I’m currently on Baby Step 2, and I have about $7,000 in debt to pay off before I can move to bulking up my emergency fund in Baby Step 3. When you’re paying off debt, what do you recommend for 401(k) contributions?

Rae

Dear Rae,

I recommend putting a temporary stop to investing while you’re getting out of debt. Lots of people are shocked by this advice, and some disagree with it, because they’re afraid of missing out on their employer’s match or the wonders of compound interest. But before we go any further, let me emphasize one thing. The key word here is temporary.

Baby Step 1 is to save $1,000 as a starter emergency fund. Baby Step 2 is paying off all of your debt, except for your home, from smallest to largest using the debt snowball plan. During this time you’re attacking your debt with incredible intensity, and putting every penny you can scrape together toward paying it off.

Working my plan, the average person can pay off all their debt, except for their home, in 18 to 24 months. Some folks can do it faster, and for some it takes a little longer. But during this time I want your financial focus to be on nothing but getting out of debt. Once that’s done, you’ll find you have a lot more control over your biggest wealth-building tool—your income.

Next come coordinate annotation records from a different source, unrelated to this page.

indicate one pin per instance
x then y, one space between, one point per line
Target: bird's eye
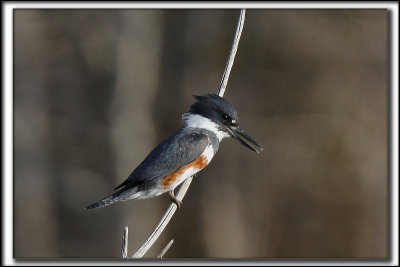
227 117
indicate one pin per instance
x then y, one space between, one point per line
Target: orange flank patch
198 164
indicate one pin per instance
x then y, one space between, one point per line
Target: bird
210 119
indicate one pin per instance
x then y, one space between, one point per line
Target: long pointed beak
244 138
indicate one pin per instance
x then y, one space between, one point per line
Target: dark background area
96 90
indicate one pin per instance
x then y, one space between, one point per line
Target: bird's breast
175 178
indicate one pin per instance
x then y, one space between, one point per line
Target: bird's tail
117 196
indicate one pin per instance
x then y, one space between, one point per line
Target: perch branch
124 251
162 253
185 186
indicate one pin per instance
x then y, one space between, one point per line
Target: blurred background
96 90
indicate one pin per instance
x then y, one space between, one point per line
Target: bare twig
163 222
124 251
185 185
232 53
162 253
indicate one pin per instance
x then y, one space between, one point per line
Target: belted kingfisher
209 120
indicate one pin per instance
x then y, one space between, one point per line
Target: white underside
158 189
198 121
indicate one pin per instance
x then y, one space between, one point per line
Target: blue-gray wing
174 152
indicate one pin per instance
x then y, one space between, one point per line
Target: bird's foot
174 199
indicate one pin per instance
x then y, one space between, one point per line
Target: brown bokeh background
96 90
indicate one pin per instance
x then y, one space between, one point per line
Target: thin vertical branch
185 185
232 53
124 250
163 222
162 253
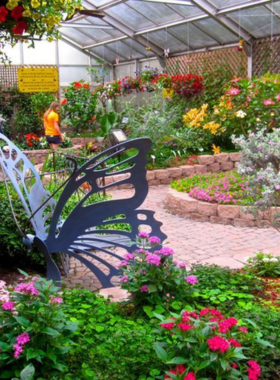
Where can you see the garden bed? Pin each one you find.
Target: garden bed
(187, 207)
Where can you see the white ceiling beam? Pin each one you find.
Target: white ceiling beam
(87, 26)
(211, 11)
(70, 42)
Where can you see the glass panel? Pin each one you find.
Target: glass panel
(158, 13)
(227, 3)
(186, 11)
(257, 21)
(129, 17)
(216, 30)
(76, 36)
(192, 36)
(166, 41)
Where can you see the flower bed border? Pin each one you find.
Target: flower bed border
(183, 205)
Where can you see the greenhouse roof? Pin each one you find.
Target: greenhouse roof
(141, 29)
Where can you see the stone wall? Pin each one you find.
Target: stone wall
(183, 205)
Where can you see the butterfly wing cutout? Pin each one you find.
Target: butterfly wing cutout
(85, 228)
(27, 184)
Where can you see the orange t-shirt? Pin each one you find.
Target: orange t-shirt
(49, 124)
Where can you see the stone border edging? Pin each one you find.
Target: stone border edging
(183, 205)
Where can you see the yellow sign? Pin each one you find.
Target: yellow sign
(38, 79)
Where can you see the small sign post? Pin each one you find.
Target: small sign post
(38, 79)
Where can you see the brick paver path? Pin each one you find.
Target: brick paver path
(196, 242)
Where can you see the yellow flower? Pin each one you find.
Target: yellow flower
(213, 127)
(167, 93)
(26, 13)
(35, 3)
(216, 149)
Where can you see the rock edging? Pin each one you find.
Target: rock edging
(183, 205)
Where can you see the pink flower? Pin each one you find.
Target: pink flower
(153, 259)
(144, 288)
(233, 91)
(55, 299)
(23, 339)
(185, 326)
(217, 343)
(254, 370)
(18, 350)
(234, 343)
(167, 326)
(143, 235)
(268, 102)
(27, 288)
(243, 329)
(8, 305)
(129, 256)
(191, 280)
(124, 279)
(154, 240)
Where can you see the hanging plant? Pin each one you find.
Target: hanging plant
(30, 20)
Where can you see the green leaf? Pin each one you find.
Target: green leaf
(50, 331)
(22, 321)
(160, 351)
(178, 360)
(27, 373)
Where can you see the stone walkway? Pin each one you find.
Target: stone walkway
(194, 242)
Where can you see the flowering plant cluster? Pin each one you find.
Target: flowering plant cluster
(260, 163)
(79, 107)
(246, 105)
(223, 188)
(206, 345)
(36, 18)
(187, 85)
(34, 329)
(127, 84)
(153, 276)
(265, 265)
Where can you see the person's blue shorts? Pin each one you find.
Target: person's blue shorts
(53, 139)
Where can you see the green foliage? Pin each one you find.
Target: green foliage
(225, 288)
(225, 188)
(110, 344)
(46, 330)
(79, 109)
(265, 265)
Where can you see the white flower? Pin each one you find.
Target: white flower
(240, 114)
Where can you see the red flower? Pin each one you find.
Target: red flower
(20, 27)
(17, 12)
(217, 343)
(3, 14)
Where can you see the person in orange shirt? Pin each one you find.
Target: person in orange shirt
(52, 126)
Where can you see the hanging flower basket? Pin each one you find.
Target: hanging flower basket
(30, 20)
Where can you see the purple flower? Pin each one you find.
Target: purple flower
(143, 235)
(165, 251)
(129, 256)
(154, 240)
(153, 259)
(144, 288)
(8, 305)
(124, 279)
(122, 263)
(191, 280)
(23, 339)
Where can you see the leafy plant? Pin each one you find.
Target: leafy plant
(208, 344)
(153, 277)
(265, 265)
(38, 334)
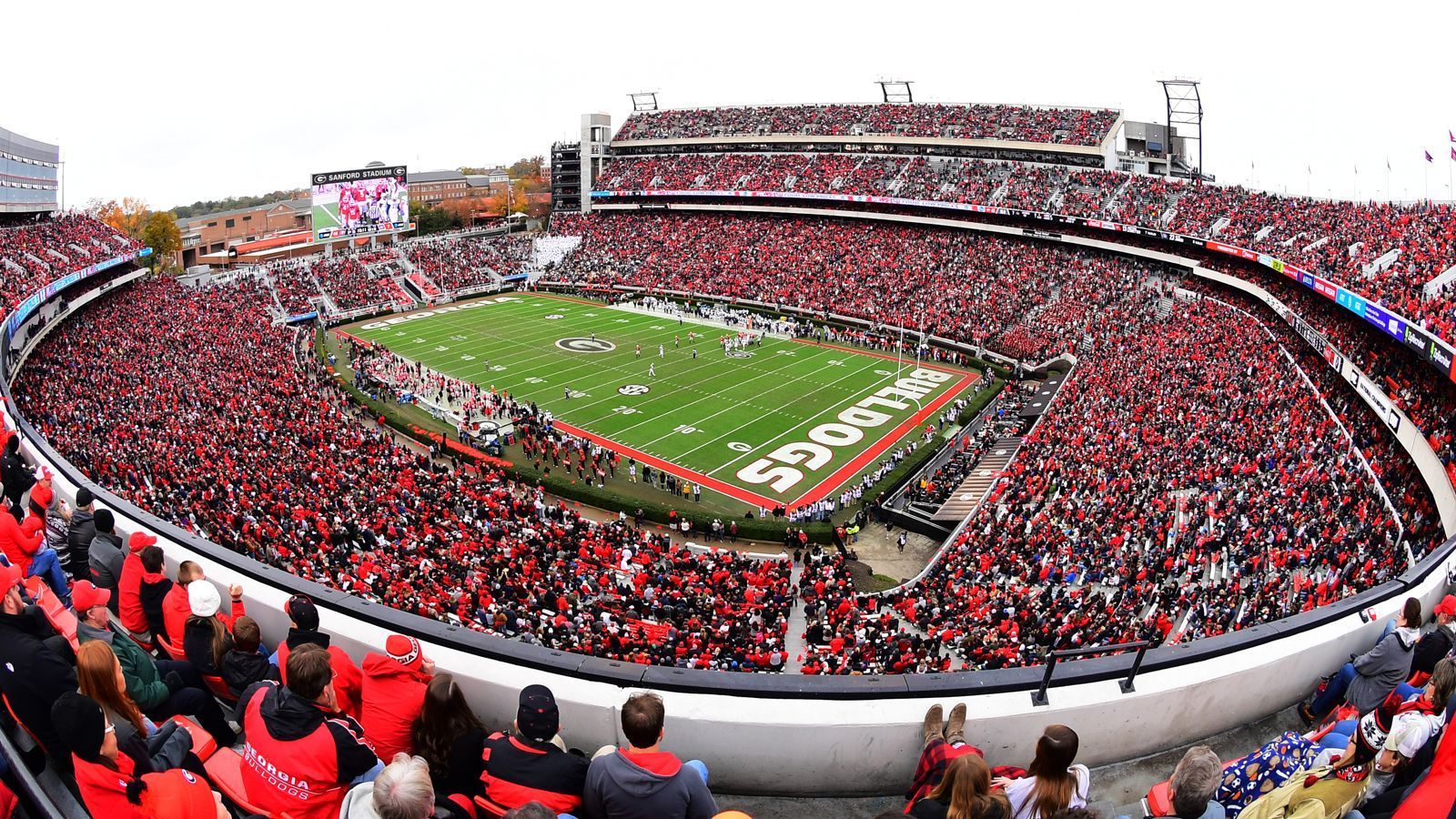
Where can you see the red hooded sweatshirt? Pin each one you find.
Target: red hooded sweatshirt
(130, 592)
(393, 695)
(102, 789)
(177, 608)
(19, 545)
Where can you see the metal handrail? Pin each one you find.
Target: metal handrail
(1040, 695)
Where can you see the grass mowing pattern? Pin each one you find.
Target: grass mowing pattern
(708, 419)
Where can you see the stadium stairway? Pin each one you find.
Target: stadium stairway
(975, 487)
(794, 646)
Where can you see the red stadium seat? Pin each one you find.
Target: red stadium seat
(225, 768)
(38, 743)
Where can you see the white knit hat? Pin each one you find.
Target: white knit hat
(203, 598)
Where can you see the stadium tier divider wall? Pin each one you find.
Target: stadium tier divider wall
(819, 734)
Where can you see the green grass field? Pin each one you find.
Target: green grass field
(784, 421)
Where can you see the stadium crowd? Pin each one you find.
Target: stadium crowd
(1077, 550)
(976, 288)
(360, 280)
(1121, 519)
(1387, 252)
(36, 252)
(1018, 123)
(390, 734)
(203, 413)
(463, 263)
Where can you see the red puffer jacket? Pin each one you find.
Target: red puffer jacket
(393, 695)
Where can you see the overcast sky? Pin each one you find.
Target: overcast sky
(177, 102)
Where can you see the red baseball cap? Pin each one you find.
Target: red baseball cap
(140, 541)
(43, 496)
(86, 596)
(11, 576)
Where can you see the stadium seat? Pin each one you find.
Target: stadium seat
(62, 618)
(35, 739)
(218, 688)
(225, 768)
(203, 742)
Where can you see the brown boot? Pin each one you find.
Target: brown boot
(934, 723)
(956, 729)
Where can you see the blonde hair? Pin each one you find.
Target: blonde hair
(402, 790)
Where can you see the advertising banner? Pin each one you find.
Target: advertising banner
(34, 300)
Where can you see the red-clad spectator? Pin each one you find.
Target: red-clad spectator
(177, 606)
(302, 753)
(393, 694)
(133, 617)
(24, 545)
(349, 681)
(102, 771)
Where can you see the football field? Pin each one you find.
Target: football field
(784, 421)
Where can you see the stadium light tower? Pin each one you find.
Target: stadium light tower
(895, 91)
(1186, 108)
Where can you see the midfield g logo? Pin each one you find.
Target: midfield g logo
(586, 346)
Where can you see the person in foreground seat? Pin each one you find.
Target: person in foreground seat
(529, 767)
(450, 736)
(300, 753)
(393, 694)
(35, 665)
(160, 688)
(644, 782)
(402, 790)
(1368, 680)
(349, 681)
(965, 793)
(1053, 780)
(1193, 783)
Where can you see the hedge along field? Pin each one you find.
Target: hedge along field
(783, 421)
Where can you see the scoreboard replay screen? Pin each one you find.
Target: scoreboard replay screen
(360, 203)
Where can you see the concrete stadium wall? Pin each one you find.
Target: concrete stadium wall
(781, 734)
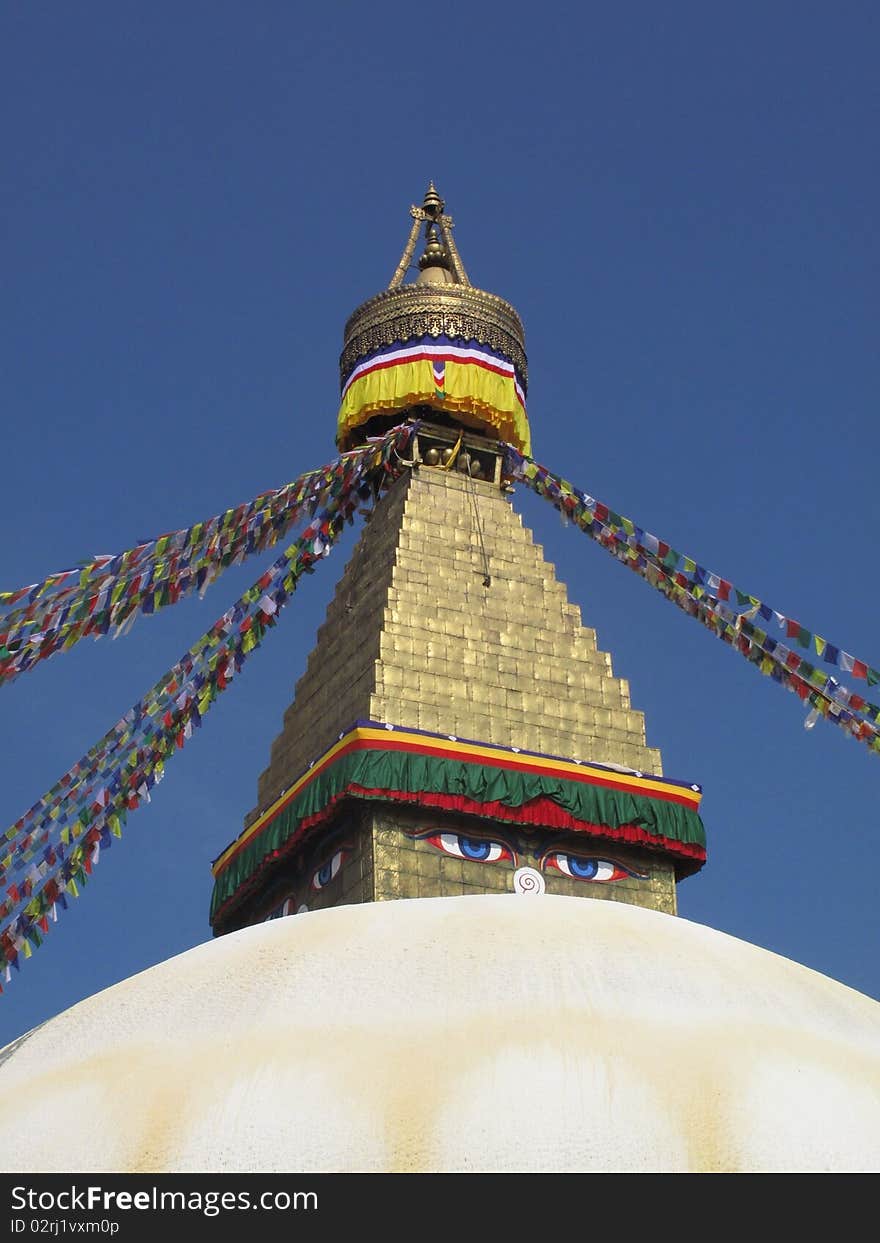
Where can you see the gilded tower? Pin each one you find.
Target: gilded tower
(456, 729)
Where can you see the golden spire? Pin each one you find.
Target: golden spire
(441, 262)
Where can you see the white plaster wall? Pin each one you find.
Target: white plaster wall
(485, 1033)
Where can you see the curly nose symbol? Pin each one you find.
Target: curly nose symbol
(527, 880)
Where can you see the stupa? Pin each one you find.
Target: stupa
(404, 973)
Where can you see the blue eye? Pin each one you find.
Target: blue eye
(589, 866)
(479, 849)
(325, 874)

Trying to accomplish too many things at once diminishes the ability to focus. And when you spend all your time nickel-and-diming everything, the result is that nothing at all gets done very well. You need to really move the needle and see results, because personal finance is 80 percent behavior and only 20 percent head knowledge. It’s not so much a math issue, because if you’d been doing the math all along you wouldn’t have a bunch of debt.

That’s why, for a short period of time, I want you to concentrate with laser intensity on knocking out debt. Once that’s out of the way, you can pour even more money into investing, saving and giving!